What should you
look for in a partner? It partly comes down to what you want in a relationship, but there are some traits that almost always help make a partnership work better. Of course, you want someone who is compatible with you— but that can cover a huge range of things. "Compatibility is one of those things that you need on some level to make it through the long haul," Matchmaker and dating coach Karenna Alexander tells Bustle. "Having compatibility when it comes to inner qualities — like one's values — is the most important thing. Hobbies and surface characteristics — like vacation preferences or decor preferences — are less important." To know if someone is a keeper, it's important that you two are compatible on the big, significant issues issues— but that's only the beginning.
Because your values may line up with your partner's values, but they also probably line up with other people's— and that doesn't mean that
all of those people would be right for you. So how do you know if someone's a keeper? In part it's down to them being a good person, but it's also about them being the right fit for you. Here's what the experts had to say about knowing your partner is one who you want to hold onto.
There Are Small Acts Of Kindness
The little things can mean
so much. "You need to look for the random acts of consideration and kindness," psychologist Nikki Martinez tells Bustle. "These are the things that will last you. For example, my toilet paper and paper towels have been magically refilled since a month into dating my husband." It's just a way that you can know that they care about you and that you're on their mind.
They're Willing To Work Through The Tough Stuff
It's easy to run away from a conflict and pretend it's not happening— it's much harder to commit to working through it. If your partner is willing to do that, it shows that they're really committed to you and the relationship. "The one thing you
should look for in a relationship is good conflict resolution skills," Dr. Fran Walfish, Beverly Hills child, parenting, and relationship psychotherapist tells Bustle. "People are generally great at communicating the warm and fuzzy stuff. But when it comes to working out the kinks and differences of opinion that lead to unpleasant fighting, most folks gets stuck." If they can push through it and not get stuck, they're a keeper.
They Treat You As An Equal
I'd like to say this is a no-brainer, but so often I see people in relationships with someone who doesn't treat them as an equal partner. "You should also
look for someone who cares about you at least as much as they care about themselves," Martinez says. "That your happiness is their happiness, and that they love you, and will take care of your needs as they arise and never complain about it. They just do it out of love." If your partner can do that, it makes for a really strong foundation.
They Encourage You To Be Independent
Being a great partner means encouraging you to do what's best for you— even if it doesn't involve them. "It’s very important to have
independence in a relationship," relationship etiquette expert Mara Opperman tells Bustle. "Successful, healthy relationships allow for the both people to form a bond which lets them to not only grow together but also to grow independently as people. It’s essential to have your own sense of autonomy while feeling you can depend on each other." If they encourage you to go out and have your own life, that shows that they're considerate and secure.
You Can Be Quiet Together
A great partner should make you feel so comfortable that you can spend time together saying nothing at all. "How well do
you and your partner do silence?" clinical hypnotherapist, author and educator Rachel Astarte, who offers transformational coaching for individuals and couples at Healing Arts New York, asks Bustle. "... If you and your partner can experience silence together without feeling freaked and worried that something is wrong or — an even bigger red flag — feeling bored, then that's a good sign you can stand side by side on life's unpredictable journey."
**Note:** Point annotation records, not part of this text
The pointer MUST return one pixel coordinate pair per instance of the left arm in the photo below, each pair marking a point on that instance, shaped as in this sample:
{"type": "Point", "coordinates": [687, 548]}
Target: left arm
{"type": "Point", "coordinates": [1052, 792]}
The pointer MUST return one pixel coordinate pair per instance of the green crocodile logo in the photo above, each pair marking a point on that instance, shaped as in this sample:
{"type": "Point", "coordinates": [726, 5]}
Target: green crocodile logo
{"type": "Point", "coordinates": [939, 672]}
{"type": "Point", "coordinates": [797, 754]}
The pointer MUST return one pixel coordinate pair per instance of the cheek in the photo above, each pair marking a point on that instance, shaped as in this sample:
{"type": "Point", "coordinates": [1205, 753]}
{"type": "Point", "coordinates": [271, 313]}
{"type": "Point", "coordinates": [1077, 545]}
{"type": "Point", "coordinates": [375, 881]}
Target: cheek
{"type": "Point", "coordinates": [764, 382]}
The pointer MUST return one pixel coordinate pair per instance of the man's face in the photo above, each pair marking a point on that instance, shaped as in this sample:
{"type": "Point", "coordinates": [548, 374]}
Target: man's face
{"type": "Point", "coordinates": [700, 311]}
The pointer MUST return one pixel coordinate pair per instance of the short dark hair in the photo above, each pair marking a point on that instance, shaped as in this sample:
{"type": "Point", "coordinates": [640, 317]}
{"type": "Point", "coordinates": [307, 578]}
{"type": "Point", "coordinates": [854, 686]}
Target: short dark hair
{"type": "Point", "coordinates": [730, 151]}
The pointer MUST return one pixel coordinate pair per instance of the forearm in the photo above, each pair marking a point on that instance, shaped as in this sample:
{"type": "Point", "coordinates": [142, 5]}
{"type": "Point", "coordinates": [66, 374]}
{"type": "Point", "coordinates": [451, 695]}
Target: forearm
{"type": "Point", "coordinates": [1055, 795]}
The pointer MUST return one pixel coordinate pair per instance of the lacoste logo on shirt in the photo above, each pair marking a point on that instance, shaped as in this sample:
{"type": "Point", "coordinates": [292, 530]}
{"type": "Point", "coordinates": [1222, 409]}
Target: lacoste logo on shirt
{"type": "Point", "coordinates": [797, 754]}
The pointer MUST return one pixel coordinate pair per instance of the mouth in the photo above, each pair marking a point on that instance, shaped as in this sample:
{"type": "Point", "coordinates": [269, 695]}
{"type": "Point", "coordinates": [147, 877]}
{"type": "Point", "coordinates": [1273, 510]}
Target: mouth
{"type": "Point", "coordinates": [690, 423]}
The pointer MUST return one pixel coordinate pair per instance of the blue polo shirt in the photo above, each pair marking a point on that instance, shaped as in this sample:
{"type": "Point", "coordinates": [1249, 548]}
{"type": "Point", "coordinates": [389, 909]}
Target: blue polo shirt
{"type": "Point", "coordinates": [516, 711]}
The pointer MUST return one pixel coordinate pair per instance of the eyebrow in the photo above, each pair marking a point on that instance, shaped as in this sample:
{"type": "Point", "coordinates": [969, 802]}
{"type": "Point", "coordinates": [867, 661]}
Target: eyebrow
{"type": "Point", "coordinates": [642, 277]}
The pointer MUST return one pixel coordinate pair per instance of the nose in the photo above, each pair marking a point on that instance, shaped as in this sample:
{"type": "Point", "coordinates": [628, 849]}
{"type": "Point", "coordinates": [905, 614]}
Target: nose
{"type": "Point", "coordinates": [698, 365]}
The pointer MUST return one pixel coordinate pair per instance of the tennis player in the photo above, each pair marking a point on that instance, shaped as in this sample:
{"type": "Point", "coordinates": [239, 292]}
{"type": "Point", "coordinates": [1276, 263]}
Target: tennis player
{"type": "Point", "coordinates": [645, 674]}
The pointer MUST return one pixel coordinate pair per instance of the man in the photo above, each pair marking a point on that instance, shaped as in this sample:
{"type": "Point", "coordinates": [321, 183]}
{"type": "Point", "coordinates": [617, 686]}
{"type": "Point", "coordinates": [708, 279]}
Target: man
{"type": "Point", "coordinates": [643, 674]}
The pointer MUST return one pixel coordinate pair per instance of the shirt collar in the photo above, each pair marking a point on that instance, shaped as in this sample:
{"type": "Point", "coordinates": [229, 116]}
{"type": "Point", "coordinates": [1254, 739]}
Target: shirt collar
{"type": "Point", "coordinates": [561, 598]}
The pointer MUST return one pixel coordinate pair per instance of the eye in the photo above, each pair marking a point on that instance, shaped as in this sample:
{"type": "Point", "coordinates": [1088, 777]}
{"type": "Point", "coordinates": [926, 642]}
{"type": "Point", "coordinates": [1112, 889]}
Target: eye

Life comes at you fast, so you want someone who's going to be able to handle that with you. "
Compassion and an open mind is important," Janna Koretz, Psy.D., licensed psychologist and Azimuth Psychological founder, tells Bustle. Being open to new experiences, changes, and challenges can make the road a lot smoother.
They Make You Your Best Self
Ultimately, if your partner is really a keeper, you'll know by how they make you feel. "It's really not about them, as it is about you,"
life coach Kali Rogers tells Bustle. "It's all about what kind of person you are, become, and feel like when you're in their presence." If you feel like your best self— or like you want to strive to be your best self— that's definitely a sign that they're a keeper.
Great partners can be tough to find. But when you one you should hold onto, you'll know.